Bilirdik ki dostluklar bir konu hakkında fikir sahibi ve tecrübeli olana güven duyarak peşinden gidilirse güzelleşirdi.
Deli gibi çarpan yüreğimi dinleyerek uçağımıza bindik. Yolculuğumuz yaklaşık bir buçuk saat sürdü. Şehir merkezine giden otobüse binip merkeze vardıktan sonra, yayan çorbamızı içeceğimiz mekâna doğru yürümeye başladık. Dükkânlarını yeni yeni açmaya başlayan esnafların yüzlerinde pırıl pırıl gülümsemeyle sokağa gelen herkesi ’’hoş geldiniz’’ diyerek karşılıyorlardı.

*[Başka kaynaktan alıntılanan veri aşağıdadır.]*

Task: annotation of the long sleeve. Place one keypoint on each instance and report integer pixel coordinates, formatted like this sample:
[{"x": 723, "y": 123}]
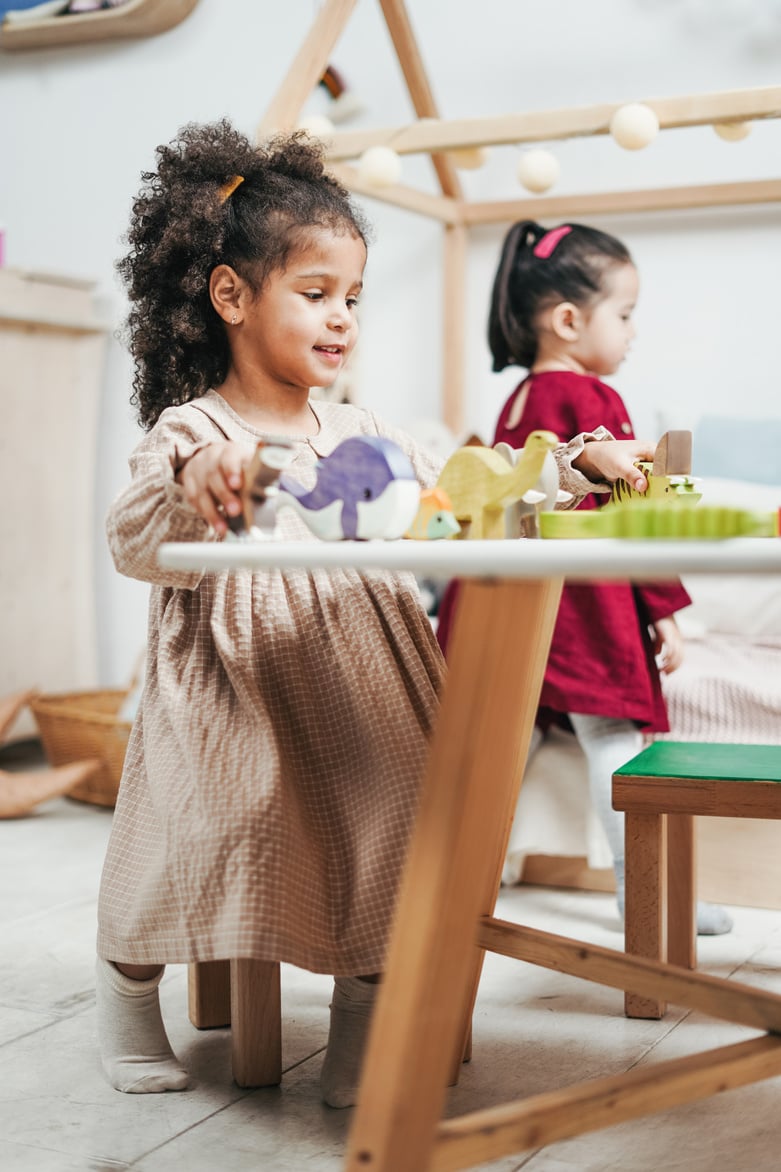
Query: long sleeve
[{"x": 153, "y": 509}]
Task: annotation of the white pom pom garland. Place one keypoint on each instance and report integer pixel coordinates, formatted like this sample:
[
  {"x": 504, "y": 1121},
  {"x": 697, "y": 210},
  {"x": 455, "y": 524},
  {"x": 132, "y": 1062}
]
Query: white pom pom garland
[
  {"x": 633, "y": 125},
  {"x": 537, "y": 170},
  {"x": 379, "y": 167}
]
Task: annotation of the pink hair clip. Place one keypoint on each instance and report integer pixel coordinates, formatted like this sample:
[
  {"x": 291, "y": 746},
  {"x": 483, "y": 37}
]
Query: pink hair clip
[{"x": 547, "y": 243}]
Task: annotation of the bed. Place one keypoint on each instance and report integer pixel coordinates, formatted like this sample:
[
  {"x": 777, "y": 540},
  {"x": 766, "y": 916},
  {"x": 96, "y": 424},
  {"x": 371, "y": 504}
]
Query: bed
[{"x": 727, "y": 690}]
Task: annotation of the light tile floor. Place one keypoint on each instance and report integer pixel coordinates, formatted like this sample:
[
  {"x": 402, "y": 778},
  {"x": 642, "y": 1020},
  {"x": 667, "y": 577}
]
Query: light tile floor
[{"x": 534, "y": 1030}]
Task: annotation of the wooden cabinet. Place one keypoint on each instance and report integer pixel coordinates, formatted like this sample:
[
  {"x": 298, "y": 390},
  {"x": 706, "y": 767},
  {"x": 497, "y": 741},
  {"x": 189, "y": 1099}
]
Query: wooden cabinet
[
  {"x": 134, "y": 18},
  {"x": 52, "y": 354}
]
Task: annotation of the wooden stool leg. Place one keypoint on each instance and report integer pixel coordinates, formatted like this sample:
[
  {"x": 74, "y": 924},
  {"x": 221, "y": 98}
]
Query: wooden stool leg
[
  {"x": 256, "y": 1015},
  {"x": 209, "y": 994},
  {"x": 500, "y": 649},
  {"x": 644, "y": 912},
  {"x": 681, "y": 891}
]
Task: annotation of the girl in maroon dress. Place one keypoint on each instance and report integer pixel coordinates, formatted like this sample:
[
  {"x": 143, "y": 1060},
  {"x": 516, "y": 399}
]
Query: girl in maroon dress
[{"x": 562, "y": 307}]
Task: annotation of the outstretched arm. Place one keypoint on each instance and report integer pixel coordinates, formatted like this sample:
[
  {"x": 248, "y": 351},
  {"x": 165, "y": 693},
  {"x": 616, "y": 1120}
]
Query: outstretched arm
[
  {"x": 669, "y": 644},
  {"x": 613, "y": 460}
]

Ara sokaklardan Arzu’nun da az buçuk hatırlamasıyla çorbacıya vardık. Kapının önü ana-baba günü. Bir kuyruk sırası en az bir kilometre. ’’Eee bu ne böyle kaçalım’’ diyecem de diyemiyorum. ’’Bu kuyruk boşuna beklemiyordur’’ dedim içimden. Çorbasını içinler saygı içinde bekleyenlerin olduğunu bildiğinden sırası gelenin oturması için oyalanmadan masadan kalkıyorlardı.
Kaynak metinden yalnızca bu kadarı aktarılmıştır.